Klein’s father was in the clothing business; he was all but felled by the Crash, a year after his son was born. There was money and prestige in the family, but it lay with uncles and aunts. (“I can’t say they did anything, ever, for me.”) The young Klein attended the City College of New York, but left before graduating to take advantage of the GI Bill of Rights. He was dispatched by train to Fort Riley, Kansas. “For the first time, I saw America,” he recalls. “I couldn’t go to sleep.” He joined the cavalry – as a radio operator on horseback, which sounds like a surrealist collage – and wound up in occupied Germany. “Someone looked through my record and found that I had got out of university at eighteen, that I spoke a little French, and they chose twenty-five soldiers to go to the Sorbonne,” he says. He never saw action – not the military kind, at any rate. The Klein luck held, and he found himself taking art lessons from Fernand Leger. (“Leger was something else. He looked like Rocky Marciano. He looked like he could take them on. Lee Marvin, the French version.”) Some of Klein’s early paintings – I saw racks of them in one of his Paris studios – show a chunkiness that betrays the muscular presence of his master, although the young man’s talent was always going to be more kinetic than Leger’s, less embarrassed by the force of fleeting. In 1952, some of Klein’s murals were shown in Milan, where he took photographs of them; it was not the first time he had picked up a camera – in a myth that he confirmed to me as accurate, he had won a Rolleiflex in a poker game with other GI’s but it was only then that he understood the firepower of his new weapon.

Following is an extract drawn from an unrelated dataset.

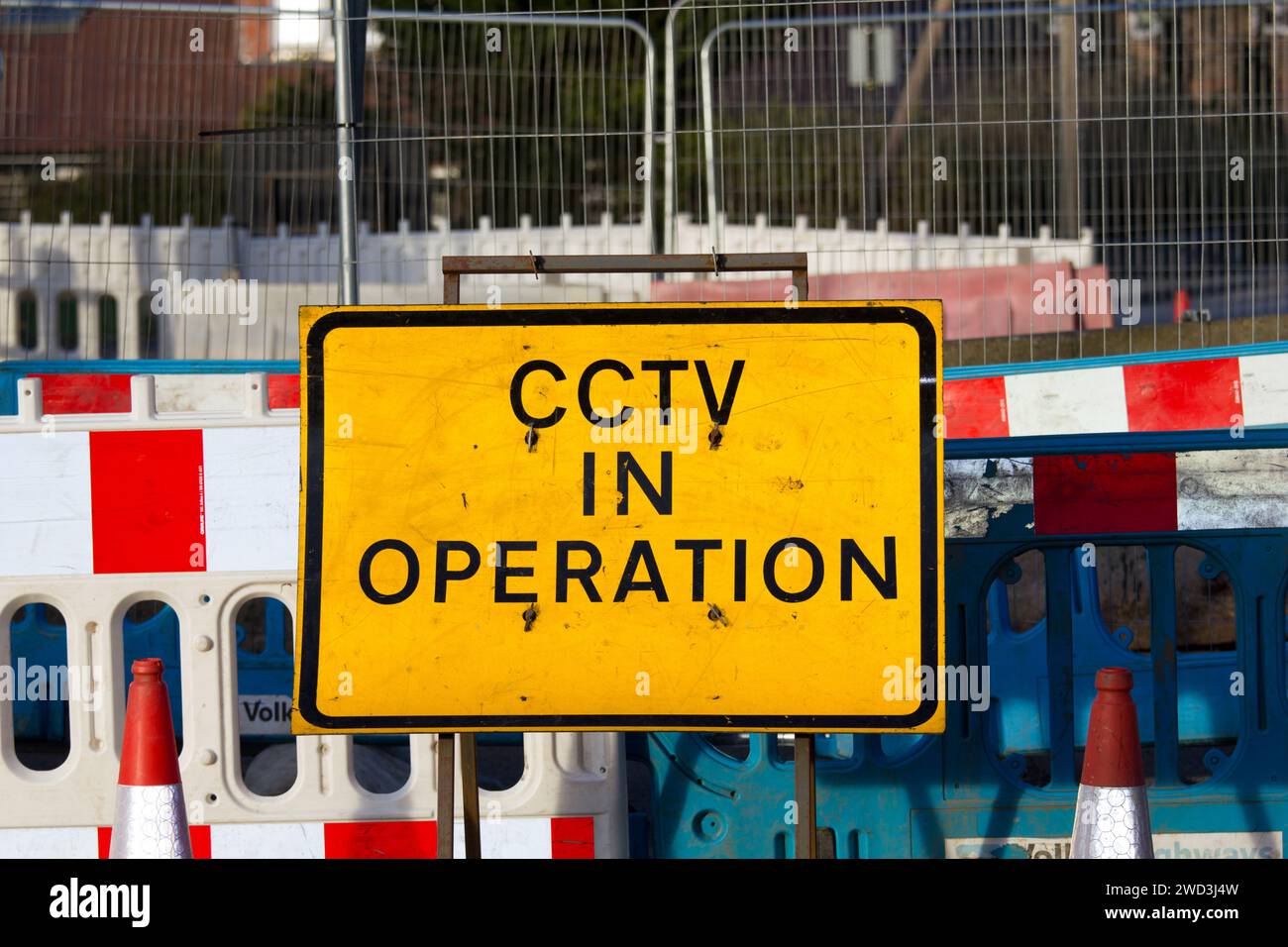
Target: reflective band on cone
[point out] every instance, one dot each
(1112, 818)
(151, 819)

From here, events moved fast. His abstract shots were featured on the cover of an architectural magazine called Domus and seen by a guy from a fashion magazine called Vogue. This was Alexander Liberman, no less, the art director who could spot talent an ocean away and bring it home. By 1954, the prodigal son was back in New York, on a five-month stay, with a dream brief: come and work for us, carte blanche, two hundred bucks a week, limitless photographic supplies, and while you’re at it, shoot the city. “I approached New York like a fake anthropologist,” Klein says, “treating New Yorkers like Zulus.” He and Jeanne lived in a small hotel; “I would print like a maniac – fifty photos a night, washing them in a bathtub.”

 

d5662351a (Custom)

 

3381 (1)

 

Gunman, NY, 1954 (Custom) (2)

 

“The whole book ends with a bang: a sun raging low on the Manhattan skyline, printed with such rich pointillist grain that what was, presumably, a nice warm day is cranked up into an artist’s impression of a nuclear firestorm. Just what America wanted in 1956.”

 

The result was Life is Good for You in New York: Trance Witness Revels, which was published in 1956 – published in France, that is, to instant acclaim. It did not appear in America, a laughable omission that remained uncorrected until the book was reprinted in 1995. New York publishers turned up their noses. “They would say, ‘What kind of New York is this? It looks like a slum.’ I said, ‘Listen. New York is a slum. You live on Fifth Avenue, you come to your office on Madison Avenue – what do you know? You ever been to the Bronx?'” Not only did Klein design the book himself; he alerted readers – those who could get hold of the thing – to the possibility that a photography book, no less than a photograph itself, could be a work of art. “My first idea was to do a collection of the front pages of the New York Daily News.” What emerged was hardly less alarming. There are no captions, and the rhythm of the layout keeps to no known beat: some shots are bordered in white, others leak across the central gutter or spill to the edge. At one point Klein uses a spread to mount an all-out assault; each facing page shows the front of a movie theatre, ablaze with names of the period (Van Heflin, Cesar Romero, Leo Genn) and tilted so that the lights on the marquees bounce and gleam off the enamelled darkness of a car. The whole book ends with a bang: a sun raging low on the Manhattan skyline, printed with such rich pointillist grain that what was, presumably, a nice warm day is cranked up into an artist’s impression of a nuclear firestorm. Just what America wanted in 1956.